De luidspreker klemmen zijn zwaar uitgevoerd en kunnen de zwaarste gestripte kabels aan. Aan deze aansluitingen zit echter wel een nadeel. Deze accepteren namelijk geen spades of banaanstekkers. Gezien de klasse van deze versterker zouden goede WBT-achtige terminals dan ook niet misstaan. Nu kan het ook zijn dat Accuphase de filosofie naleeft dat een directe verbinding van een gestripte kabel op een terminal het minste verlies geeft. Ook hier valt wel iets voor te zeggen. Kijkende naar de gebruiksvriendelijkheid zullen veel consumenten wellicht voorkeur geven aan meer multifunctionele luidsprekerterminals.

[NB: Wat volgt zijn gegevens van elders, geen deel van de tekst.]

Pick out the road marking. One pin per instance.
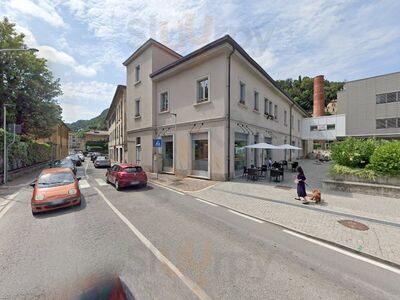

Wanneer we een blik werpen op het innerlijk, zien we een zeer solide en keurig opgebouwd geheel waar enkel gebruik is gemaakt van de beste componenten. Hier herkennen we duidelijk de Japanse precisie en degelijkheid. Dit alles resulteert dan ook in een totaal gewicht van ruim 20kg. Het voorversterker- en eindversterker deel zijn volledig van elkaar gescheiden, zowel de qua voeding als qua regeling. Op deze mannier kunnen de voorversterker als ook de eindversterker volledig onafhankelijk van elkaar gebruikt worden. Wat interessant kan zijn om het systeem in de loop der jaren nog verder te verbeteren door toevoeging van losse eindversterkers.
De eindversterker is van het push-pull principe dat een vermogen van 100 watt levert bij 8 ohm en 140 watt bij 4 ohm, wat overigens ruim voldoende blijkt te zijn voor de Kara’s.